Evaluating Alternatives

The second philosophical statement that defines evaluation presents it as the process of delineating, obtaining, and providing useful information for the purpose of selecting among alternatives. Thus it may not matter whether the program was efficiently conducted, effective, or had an impact on behavior or functions. Instead, the value of the evaluation is in its being able to compare one activity to another, one program to another, or one employee to another so that decisions can be made in the presence of empirically collected data. Search committees perform this kind of evaluation. In the course of their work, they describe job candidates' strengths, outline previous experiences, and acquire other useful information that makes it possible to choose among a number of candidates. A company planning to adopt and purchase a computer system will perform this kind of evaluation on all the systems it is considering. It will select the one that performs the best given the company's needs and resources.
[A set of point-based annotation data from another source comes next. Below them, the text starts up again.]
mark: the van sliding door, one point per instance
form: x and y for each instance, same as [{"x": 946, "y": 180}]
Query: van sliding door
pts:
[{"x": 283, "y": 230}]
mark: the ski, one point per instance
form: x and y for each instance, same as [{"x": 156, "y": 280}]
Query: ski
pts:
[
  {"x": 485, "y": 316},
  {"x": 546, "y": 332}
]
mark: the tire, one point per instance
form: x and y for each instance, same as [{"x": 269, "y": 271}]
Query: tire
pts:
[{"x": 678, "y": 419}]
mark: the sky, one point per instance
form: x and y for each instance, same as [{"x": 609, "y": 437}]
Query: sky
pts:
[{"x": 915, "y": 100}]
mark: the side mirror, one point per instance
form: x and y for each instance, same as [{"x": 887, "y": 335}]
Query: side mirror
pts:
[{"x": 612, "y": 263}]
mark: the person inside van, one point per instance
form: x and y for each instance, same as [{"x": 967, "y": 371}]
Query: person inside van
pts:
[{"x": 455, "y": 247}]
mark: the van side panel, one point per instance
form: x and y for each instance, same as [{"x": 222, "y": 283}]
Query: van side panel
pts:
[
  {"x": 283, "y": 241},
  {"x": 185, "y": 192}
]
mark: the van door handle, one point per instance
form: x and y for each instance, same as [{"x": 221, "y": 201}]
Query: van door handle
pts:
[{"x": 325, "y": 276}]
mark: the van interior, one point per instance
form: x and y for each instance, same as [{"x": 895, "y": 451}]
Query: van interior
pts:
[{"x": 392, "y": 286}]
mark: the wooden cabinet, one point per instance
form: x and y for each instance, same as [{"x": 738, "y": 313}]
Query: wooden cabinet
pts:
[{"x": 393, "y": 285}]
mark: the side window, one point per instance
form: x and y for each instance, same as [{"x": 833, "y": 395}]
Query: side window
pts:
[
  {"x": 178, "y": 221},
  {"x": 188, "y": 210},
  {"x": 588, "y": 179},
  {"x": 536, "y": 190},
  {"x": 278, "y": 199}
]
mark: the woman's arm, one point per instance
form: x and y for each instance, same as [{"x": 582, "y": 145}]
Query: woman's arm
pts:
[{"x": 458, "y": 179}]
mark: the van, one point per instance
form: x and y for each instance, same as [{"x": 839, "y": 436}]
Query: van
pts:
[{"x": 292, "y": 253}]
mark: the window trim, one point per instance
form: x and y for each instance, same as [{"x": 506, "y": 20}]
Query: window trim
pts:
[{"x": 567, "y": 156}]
Identifying Areas to Improve

Finally, there is a third way of defining evaluation as the identification of discrepancies between where a program is currently and where it would like to be. For example, an organization's marketing department may have as one of its goals at least one face-to-face visit with customers per year. Currently, its sales force sees fewer than half the customers in a year. Records of face-to-face calls indicate the discrepancy between where XYZ Corporation is currently and where the organization wants to be.

Personnel evaluations often take on this definition as well. A new employee's first evaluation may be an example of the first definition, that is, an evaluation against some minimal standard of performance. After this initial evaluation, certain performance goals are set for the employee, either mutually or by the supervisor or team. The next and all the subsequent evaluations of that employee are compared with those performance goals or standards. The discrepancies are identified and remediation strategies are developed.

Each of the individuals identified here who have some interest in or ownership of the evaluation are stakeholders in the organization being evaluated. As such, they have a specific focus on what is evaluated and a particular expectation of how they might use evaluation results. Project directors and project managers might focus their attention on how efficiently the project activities are performed and the effectiveness of these activities in reaching predetermined goals and objectives. Project staff (teachers, trainers, counselors, human resource workers, line staff, and volunteers) might focus their attention on how effective the project activities have been in achieving the short-term objectives of their clients and the impact of the activities in sustaining long-term changes in the client. Parent institution administrators and management might focus their attention on the impact of project activities on any significant changes in how the organization functions and the fundamental products of the organization.

Consequently, each of the stakeholders has specific responsibilities before, during, and after the evaluation. Project managers and directors need to determine what aspects of the project must be evaluated as stipulated by funding sources, accreditation requirements, or strategic plans. They also need to identify aspects of the project that should be evaluated to assist them in determining what (or who) is working, not working, no longer needed, and in need of updating. Also, it is usually their responsibility to appoint or hire the evaluator based upon that person's (or agency's) experience, capability, and reputation.

Project staff need to assist in helping the project managers and evaluator in identifying those aspects of the project that should be evaluated that would result in answers for them to improve their practice and product. Also, staff need to assist in data collection both during and after the project cycle to assure that data are collected in a consistent, rigorous, and relevant manner. They act as the reality filter for evaluators to communicate which data collection practices and instruments are realistic given the work being performed.

Organization administrators need to establish a credible atmosphere for the evaluation. They must communicate to all parties involved that the evaluation activities are meaningful, important, and necessary. This means that from the outset they have to get people to understand that the evaluation is not a punitive exercise, but one that will provide important insights to improving the operation of the organization. This sense of improvement must be maintained throughout the evaluation by informing those involved, making changes if activities have been identified as in need of change, and encouraging staff to use interim evaluation findings to improve their practice. At the end of the program cycle, they must use the evaluation findings to alter or maintain project operations, instead of just filing the report or forwarding it to the project sponsor.